Why the Fed failed two of Europe's biggest banks

Janet Yellen

The U.S. operations of Germany's and Spain's largest banks had their knuckles rapped by the U.S. Federal Reserve late Wednesday.

The Fed failed Deutsche Bank and Santander in key tests of their ability to withstand a future financial crisis. But what exactly have they done wrong? After all, they are two of Europe's most prestigious and largest banks which passed the European Central Bank's October stress tests comfortably.

To start with, the Fed is anxious about having to support the U.S. operations of non-U.S. banks in the event of a future economic crisis, so it is subjecting them to tough scrutiny.

While both banks were judged to have enough capital to pass the Fed's minimum capital requirements, "widespread and substantial weaknesses across their capital planning processes" were identified by the central bank. Essentially, the banks have not failed in terms of their capital position, but in the quality of their analysis of risk. Some investors argue that this is not much to worry about.

This is the second year in a row Santander has failed the tests, while Deutsche's U.S. unit failed them the first year it took them. However, It was the first time all of the U.S. domestic banks passed the stress tests since they began in 2009.

"The European banks have only failed at the margins," Dennis Gartman, the influential investor and author of the "Gartman Letter", who dismissed the tests as "borderline silly", told CNBC Thursday.
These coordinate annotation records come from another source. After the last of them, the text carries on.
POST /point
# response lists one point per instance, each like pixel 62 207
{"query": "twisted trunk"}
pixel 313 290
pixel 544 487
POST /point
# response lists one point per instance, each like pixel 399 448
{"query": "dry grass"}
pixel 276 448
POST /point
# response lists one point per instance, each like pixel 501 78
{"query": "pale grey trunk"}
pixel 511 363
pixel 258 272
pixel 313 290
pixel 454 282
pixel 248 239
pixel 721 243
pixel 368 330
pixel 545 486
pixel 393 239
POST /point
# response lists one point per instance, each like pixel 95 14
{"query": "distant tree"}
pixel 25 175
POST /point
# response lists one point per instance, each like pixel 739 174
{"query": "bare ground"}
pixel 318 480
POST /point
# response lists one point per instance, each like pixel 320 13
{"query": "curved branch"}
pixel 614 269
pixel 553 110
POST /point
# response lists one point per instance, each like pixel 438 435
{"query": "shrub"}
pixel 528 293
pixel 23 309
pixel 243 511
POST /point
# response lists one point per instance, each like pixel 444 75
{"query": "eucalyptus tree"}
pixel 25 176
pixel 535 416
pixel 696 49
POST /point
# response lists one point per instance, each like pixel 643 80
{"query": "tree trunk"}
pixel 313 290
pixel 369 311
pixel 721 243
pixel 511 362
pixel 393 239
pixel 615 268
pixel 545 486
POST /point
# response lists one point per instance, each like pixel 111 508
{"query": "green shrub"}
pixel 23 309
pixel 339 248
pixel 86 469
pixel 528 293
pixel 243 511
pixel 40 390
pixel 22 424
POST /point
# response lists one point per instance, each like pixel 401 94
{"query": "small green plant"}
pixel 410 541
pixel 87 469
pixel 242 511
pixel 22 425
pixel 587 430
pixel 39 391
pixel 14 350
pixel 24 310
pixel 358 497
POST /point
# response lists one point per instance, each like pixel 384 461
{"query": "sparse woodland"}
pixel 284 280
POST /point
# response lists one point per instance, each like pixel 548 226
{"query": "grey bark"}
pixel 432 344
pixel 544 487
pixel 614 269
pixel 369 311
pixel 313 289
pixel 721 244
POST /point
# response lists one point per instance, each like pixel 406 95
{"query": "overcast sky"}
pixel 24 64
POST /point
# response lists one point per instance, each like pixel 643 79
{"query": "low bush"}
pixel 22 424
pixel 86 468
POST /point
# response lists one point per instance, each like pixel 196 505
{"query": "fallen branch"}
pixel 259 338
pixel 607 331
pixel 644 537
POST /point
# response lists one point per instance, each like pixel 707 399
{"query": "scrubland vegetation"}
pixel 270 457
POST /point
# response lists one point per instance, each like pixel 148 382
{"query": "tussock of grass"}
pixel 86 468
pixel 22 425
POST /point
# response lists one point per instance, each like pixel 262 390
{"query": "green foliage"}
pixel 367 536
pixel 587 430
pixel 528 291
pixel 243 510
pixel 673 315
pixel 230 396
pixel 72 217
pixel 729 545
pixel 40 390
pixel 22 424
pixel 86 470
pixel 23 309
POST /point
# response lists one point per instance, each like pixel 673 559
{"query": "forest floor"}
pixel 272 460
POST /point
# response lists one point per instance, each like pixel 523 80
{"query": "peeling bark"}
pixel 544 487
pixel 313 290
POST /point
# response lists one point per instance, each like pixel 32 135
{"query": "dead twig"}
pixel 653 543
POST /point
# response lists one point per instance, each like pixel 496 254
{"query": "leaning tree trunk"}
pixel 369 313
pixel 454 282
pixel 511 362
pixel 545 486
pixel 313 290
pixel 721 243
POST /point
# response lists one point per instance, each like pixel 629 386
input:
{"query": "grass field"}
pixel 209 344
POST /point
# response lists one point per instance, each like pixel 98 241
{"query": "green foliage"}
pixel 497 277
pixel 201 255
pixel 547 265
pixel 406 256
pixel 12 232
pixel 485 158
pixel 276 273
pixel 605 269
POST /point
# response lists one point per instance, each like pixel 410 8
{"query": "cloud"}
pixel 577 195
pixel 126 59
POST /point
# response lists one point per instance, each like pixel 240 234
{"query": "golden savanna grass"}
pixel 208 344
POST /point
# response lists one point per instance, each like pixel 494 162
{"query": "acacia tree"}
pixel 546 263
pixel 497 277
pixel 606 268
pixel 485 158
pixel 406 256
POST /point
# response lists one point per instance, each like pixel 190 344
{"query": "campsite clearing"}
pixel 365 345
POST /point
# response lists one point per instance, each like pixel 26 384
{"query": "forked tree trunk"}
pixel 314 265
"I'm not that concerned, nor do I think anyone else should be. In the case of the stress tests, we know when they will be administered and what questions they have to answer - the fact that anyone will have failed is beyond belief."

Until the U.S. divisions of Deutsche Bank and Santander come up with new capital plans, the Fed has them from raising dividends or making stock buybacks. This is not likely to derail any plans for shareholder rewards this year - Deutsche Bank said it didn't request any dividend payments anyway, and Santander has permission to keep a dividend payout announced earlier this year.

Both banks conceded that they had work to do in the light of the stress tests.

"Deutsche Bank is committed to strengthening and enhancing its capital-planning process," the German bank said in a statement.

"The qualitative assessment highlights that we still have meaningful work to do to meet our regulator's expectations and our own standards of excellence," Scott Powell, chief executive of Santander Holdings USA, said in a statement Wednesday.